Zacks Agreement & Magnitude
Of the 13 analysts following the stock, only 1 analyst revised the estimate upwards in the last 30 days, having no material impact on the Zacks Consensus Estimate of 76 cents. In the last 7 days, none of the analysts revised their estimates keeping the Zacks Consensus Estimate unchanged.
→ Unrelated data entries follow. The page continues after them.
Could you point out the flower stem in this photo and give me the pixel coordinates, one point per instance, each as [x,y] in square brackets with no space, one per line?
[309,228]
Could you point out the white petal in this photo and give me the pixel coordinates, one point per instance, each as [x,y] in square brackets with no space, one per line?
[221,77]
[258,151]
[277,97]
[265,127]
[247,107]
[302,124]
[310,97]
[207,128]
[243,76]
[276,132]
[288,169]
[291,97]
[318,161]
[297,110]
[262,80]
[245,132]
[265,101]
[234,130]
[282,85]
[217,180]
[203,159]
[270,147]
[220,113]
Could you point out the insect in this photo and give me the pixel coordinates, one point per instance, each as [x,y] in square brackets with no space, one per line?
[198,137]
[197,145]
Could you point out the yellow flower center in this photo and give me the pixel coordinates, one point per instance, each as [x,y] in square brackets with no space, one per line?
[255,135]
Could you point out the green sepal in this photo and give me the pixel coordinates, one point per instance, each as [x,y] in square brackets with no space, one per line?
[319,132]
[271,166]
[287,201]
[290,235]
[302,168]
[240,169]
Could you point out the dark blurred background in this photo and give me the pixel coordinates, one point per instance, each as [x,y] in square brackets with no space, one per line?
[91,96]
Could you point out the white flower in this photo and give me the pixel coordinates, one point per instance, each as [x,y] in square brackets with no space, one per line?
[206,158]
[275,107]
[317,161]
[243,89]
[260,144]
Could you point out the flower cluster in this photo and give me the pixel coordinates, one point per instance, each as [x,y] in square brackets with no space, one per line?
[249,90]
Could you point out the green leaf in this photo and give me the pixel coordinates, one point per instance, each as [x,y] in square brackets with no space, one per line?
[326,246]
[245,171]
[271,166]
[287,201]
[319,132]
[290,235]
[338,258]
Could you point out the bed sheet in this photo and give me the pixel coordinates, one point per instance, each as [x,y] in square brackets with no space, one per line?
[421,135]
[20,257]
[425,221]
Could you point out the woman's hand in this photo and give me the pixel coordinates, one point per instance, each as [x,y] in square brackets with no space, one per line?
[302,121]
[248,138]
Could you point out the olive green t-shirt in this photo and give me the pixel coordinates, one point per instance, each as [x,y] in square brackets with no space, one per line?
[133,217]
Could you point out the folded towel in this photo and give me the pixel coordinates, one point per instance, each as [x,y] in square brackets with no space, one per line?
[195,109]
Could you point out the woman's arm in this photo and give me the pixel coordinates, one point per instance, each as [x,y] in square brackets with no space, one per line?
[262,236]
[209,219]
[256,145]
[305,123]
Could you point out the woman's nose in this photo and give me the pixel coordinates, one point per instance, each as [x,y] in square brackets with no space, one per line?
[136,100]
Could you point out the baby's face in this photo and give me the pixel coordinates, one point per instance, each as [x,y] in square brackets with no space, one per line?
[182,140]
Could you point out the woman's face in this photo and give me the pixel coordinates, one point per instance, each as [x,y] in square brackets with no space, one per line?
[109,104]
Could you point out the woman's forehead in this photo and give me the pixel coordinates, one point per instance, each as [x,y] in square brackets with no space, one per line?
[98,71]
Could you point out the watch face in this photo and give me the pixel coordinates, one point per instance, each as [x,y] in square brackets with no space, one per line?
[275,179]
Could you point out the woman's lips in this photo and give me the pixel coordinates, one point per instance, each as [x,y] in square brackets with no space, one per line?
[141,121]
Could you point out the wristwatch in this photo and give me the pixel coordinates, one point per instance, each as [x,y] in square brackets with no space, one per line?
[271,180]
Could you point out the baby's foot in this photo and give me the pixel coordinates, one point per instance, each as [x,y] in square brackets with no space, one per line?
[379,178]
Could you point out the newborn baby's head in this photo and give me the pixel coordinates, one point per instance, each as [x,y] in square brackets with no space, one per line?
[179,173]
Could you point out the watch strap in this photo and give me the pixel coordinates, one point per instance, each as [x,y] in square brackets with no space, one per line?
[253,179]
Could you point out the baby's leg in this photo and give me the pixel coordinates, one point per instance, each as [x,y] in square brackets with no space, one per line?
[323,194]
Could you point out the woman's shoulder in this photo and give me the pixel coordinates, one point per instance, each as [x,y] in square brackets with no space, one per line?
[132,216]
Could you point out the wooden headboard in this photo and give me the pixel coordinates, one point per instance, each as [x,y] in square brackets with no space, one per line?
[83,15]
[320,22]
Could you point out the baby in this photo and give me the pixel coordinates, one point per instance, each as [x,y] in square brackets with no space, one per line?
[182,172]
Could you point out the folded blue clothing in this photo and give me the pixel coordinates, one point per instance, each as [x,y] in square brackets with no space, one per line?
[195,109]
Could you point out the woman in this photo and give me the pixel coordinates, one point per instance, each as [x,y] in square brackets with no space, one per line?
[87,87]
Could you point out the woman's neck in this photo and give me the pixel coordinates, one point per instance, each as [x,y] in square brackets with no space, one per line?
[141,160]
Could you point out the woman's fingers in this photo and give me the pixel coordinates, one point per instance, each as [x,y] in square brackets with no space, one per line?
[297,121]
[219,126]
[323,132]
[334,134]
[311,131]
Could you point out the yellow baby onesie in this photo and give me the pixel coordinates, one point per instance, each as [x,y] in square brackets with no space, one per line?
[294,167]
Mixed Earnings Surprise History
With respect to earnings surprises, BJ’s Wholesale has missed as well as topped the Zacks Consensus Estimate over the last four quarters in the range of negative 8.2% to positive 19.4%. The average remained at positive 6.8%. This suggests that BJ’s Wholesale has beaten the Zacks Consensus Estimate by an average of 6.8% in the trailing four quarters.
BJ’s in Neutral Lane
BJ’s will sustain its investments in Club payroll, Club remodels and technology to augment the sales of perishable items, which have helped in increasing sales, improving traffic count and gaining market share. The company has also benefited from rising gasoline prices.
Further, a negligible debt-load and healthy cash reserves augur well for future operating performance. However, a sluggish economic recovery and an erratic consumer behavior could intensify pricing competition. Moreover, BJ’s clubs being highly concentrated in northeastern U.S. may see cannibalization of sales with the opening of new stores in existing markets.
Currently, we have a long-term ‘Neutral’ recommendation on the stock. Moreover, BJ’s Wholesale, which faces stiff competition from Costco Wholesale Corporation (NASDAQ:COST), holds a Zacks #3 Rank that translates into a short-term ‘Hold’ rating.